Virginia’s hiring of Bronco Mendenhall was fairly unexpected. He had been in the BYU position for 11 years, and the fit made sense. He’s from Utah and had reportedly turned down other big offers previously. Yes, BYU’s not in the power five, but Mendenhall had taken them to five 10-win seasons in his time as head coach. He seemed pretty safe in his job.
Mendenhall’s decision to take the Virginia position makes sense. It gets him into a power five conference. Virginia’s a place with some pretty good talent in the area. If Mendenhall gets it right, Virginia is prime to become a more than solid program again. However, his move is definitely a gamble. After year one, it’s still unclear whether it was a good gamble.
In the last 10 years, the Cavaliers had been to just two bowl games: one in the final Al Groh years, and just one in six seasons under Mike London. Things didn’t change much in 2016. Virginia went 2-10, matching the worst season the Cavaliers had under London. They won a conference game against Duke, but also lost to FCS Richmond.
In a second year under a new coach, you would generally like to see some improvements made from the first year. The players would have another season under the new coach’s systems. The coach has signed two recruiting classes. You would hope for a few less bumps along the way. Virginia could improve in 2017, but it won’t be easy
In terms of returning production for the Cavaliers, it’s a mixed bag.

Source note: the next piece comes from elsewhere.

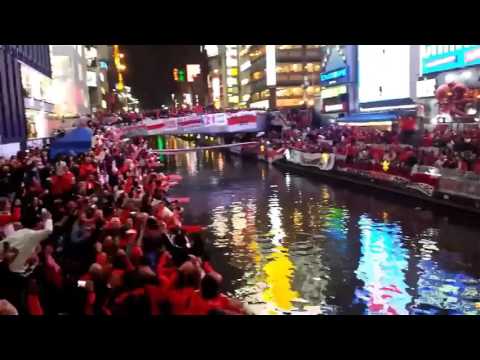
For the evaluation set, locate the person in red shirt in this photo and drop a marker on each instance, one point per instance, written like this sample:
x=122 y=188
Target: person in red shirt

On the offensive side, quarterback Kurt Benkert is back. UVA’s expected starter threw for over 2,500 yards last season, finishing with 21 touchdowns and 11 interceptions. Benkert had an up and down season in 2016. In his good games, he was pretty good. Against Central Michigan, he went for 421 yards and five touchdowns. On the other hand, in his bad games, he could go 9-26 and 122 yards, like he did against Virginia Tech in a 52-10 loss.
The Cavaliers will have to replace leading rusher, Taquan Mizzell. In 187 carries last year, Mizzell went for over 900 yards. Not only that, but he was one of Virginia’s leading receivers, getting 52 catches and over 400 yards. Second leading rusher Albert Reid is also gone. The running back with the most yards from last season is junior Jordan Ellis, who got just 14 carries for 61 yards. The Cavaliers do bring back a decent amount of the receiving corps, though.
Four of the expected offensive line starters are juniors or seniors, which isn’t bad on the surface. However, Benkert was sacked 31 times last year, and the Cavaliers were one of the worst teams in the country in terms of sacks allowed.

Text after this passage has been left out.